I feel as though I have been to so many allergists in the past 6 months and I always ask the same question and get the same response - PA is PA and unpredictable. However, my PA DD 2 year 10 month old just had a CAP RAST and tested a class 0 for all nuts and class 2 for peanuts. Overall score 85 for IGE. Main allergist said this was a positive sign that she was not off the page for all nuts and peanuts.
I am extremely compulsive with everything including the lipstick that poeple wear when they come in contact with my kids. I dont allow any may conatins, my family doesn't eat anything with nuts/peanuts and I don't have her around anything that might be a problem. We do go with kids everyday so I am sure peanut butter is lurking everywhere but Thank God no reaction since the first one last Feb. (knock on wood)
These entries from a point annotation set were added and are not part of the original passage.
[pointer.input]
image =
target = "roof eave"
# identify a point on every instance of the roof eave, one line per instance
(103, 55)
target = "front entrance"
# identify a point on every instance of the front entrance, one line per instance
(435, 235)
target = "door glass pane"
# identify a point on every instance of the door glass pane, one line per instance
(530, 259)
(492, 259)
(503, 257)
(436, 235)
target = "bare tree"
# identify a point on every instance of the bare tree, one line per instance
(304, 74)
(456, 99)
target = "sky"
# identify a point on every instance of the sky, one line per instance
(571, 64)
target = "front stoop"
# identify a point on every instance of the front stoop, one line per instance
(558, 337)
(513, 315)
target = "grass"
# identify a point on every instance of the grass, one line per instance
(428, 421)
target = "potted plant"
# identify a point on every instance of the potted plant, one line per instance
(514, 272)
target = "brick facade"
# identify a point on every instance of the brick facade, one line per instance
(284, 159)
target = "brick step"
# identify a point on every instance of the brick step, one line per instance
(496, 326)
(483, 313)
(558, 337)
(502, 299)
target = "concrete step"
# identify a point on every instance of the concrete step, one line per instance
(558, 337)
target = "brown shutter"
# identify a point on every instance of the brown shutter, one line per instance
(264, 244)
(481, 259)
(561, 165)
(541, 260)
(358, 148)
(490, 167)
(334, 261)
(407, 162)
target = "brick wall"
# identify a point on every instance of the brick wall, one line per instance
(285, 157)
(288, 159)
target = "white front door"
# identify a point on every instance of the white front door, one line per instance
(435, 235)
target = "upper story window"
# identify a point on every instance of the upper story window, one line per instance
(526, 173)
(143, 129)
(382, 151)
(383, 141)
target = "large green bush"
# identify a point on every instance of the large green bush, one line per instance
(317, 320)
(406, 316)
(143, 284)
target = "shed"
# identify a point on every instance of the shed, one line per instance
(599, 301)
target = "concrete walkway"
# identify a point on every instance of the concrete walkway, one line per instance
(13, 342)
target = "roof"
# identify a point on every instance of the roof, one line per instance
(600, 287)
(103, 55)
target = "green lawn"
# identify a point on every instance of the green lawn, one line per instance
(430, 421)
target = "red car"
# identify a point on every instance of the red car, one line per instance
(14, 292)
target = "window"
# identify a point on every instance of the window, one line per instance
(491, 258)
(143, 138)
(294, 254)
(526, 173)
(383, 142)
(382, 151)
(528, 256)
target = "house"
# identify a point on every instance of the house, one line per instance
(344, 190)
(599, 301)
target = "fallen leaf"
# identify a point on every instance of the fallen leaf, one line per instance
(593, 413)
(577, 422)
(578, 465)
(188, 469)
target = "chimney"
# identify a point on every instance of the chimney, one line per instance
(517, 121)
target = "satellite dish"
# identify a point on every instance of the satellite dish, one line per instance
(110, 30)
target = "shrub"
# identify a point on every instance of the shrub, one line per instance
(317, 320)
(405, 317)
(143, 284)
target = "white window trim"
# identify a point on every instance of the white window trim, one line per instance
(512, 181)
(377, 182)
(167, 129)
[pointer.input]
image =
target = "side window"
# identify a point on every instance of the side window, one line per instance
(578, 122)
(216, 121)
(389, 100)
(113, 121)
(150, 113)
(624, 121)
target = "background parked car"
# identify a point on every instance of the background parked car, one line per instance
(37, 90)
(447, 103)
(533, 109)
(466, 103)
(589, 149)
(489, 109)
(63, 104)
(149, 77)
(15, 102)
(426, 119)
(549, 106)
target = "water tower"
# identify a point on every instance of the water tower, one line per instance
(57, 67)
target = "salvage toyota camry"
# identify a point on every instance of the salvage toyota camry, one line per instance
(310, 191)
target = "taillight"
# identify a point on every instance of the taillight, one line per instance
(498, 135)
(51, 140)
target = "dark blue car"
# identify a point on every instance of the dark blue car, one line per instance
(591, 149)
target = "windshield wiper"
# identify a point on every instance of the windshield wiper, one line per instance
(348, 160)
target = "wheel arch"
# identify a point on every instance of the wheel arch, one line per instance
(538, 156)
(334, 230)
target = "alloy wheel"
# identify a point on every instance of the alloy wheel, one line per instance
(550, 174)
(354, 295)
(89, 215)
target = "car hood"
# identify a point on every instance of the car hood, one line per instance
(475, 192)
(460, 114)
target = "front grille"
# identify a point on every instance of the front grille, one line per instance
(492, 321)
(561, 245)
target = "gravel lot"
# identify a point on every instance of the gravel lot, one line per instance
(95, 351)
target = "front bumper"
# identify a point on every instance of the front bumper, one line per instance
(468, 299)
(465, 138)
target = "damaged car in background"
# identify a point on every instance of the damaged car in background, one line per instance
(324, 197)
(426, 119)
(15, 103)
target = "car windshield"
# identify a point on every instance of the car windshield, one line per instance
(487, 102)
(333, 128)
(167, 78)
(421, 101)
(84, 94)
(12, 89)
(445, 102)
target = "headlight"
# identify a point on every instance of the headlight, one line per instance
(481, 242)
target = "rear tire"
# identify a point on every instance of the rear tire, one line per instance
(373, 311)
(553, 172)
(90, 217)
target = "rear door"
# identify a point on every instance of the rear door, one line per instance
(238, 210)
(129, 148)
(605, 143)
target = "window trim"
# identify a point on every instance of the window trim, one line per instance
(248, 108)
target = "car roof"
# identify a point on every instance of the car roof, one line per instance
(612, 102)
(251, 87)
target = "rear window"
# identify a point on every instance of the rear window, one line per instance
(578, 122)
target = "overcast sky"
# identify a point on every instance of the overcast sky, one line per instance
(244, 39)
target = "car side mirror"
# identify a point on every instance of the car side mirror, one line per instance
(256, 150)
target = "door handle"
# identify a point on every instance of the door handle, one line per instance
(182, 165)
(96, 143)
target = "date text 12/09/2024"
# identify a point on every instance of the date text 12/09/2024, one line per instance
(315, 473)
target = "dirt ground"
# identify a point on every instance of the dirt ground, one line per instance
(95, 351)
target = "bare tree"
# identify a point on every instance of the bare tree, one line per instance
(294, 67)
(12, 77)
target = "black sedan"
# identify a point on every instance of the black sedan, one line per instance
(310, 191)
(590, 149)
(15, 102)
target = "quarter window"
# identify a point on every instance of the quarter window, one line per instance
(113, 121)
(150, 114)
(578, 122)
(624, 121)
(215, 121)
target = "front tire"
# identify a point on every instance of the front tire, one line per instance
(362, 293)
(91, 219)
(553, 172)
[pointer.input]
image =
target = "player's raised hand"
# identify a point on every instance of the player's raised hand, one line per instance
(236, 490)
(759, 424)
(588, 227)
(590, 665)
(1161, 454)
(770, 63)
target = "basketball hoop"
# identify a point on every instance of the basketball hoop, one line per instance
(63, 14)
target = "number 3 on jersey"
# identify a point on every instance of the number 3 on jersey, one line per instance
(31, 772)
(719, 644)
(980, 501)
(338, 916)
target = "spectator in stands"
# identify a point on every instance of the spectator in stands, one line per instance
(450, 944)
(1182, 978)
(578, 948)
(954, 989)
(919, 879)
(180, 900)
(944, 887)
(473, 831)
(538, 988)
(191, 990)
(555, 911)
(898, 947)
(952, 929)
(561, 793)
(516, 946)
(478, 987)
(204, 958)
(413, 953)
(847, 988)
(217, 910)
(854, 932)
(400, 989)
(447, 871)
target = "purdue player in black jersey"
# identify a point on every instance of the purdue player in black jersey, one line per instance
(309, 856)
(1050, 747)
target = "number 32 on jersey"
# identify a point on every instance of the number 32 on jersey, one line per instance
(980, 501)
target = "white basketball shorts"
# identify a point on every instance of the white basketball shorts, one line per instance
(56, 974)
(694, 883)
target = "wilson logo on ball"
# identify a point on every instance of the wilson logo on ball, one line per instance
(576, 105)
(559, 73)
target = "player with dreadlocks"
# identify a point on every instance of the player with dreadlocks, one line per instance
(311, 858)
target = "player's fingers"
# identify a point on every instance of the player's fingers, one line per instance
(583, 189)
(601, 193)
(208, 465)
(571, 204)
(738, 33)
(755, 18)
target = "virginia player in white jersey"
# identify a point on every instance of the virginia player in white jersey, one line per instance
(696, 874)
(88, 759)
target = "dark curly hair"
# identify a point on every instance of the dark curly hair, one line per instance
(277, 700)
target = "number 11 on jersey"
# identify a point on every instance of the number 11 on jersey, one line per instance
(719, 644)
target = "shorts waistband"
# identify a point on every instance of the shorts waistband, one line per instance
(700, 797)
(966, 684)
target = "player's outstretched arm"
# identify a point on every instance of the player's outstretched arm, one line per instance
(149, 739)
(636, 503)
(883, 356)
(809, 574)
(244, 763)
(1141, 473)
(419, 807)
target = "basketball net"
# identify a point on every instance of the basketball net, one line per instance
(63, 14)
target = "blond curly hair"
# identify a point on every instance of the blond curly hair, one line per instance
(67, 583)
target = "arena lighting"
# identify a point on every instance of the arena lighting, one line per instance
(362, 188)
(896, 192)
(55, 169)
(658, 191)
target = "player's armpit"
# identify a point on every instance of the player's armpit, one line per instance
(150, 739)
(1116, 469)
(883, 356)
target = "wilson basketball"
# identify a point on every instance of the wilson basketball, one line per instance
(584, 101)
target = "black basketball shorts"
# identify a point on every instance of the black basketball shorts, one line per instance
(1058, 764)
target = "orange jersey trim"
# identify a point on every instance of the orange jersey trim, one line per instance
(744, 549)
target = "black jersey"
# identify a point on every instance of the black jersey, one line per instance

I tell everyone that a peanut allergy is like being pregnant - you are are or you aren't!!! I tell everyone that it is life threatening and never play it down. I have been in classes where there have been other kids with PA whose mom's are very relaxed and it makes it soo hard. I just explain that one of the ways to outgrow it is to limit exposure so I keep her away from anything that I see as "iffy" or unsafe. I dont really believe that there are less severe PA case because you can't predict the next reaction.
[This message has been edited by Danielle (edited December 04, 2003).]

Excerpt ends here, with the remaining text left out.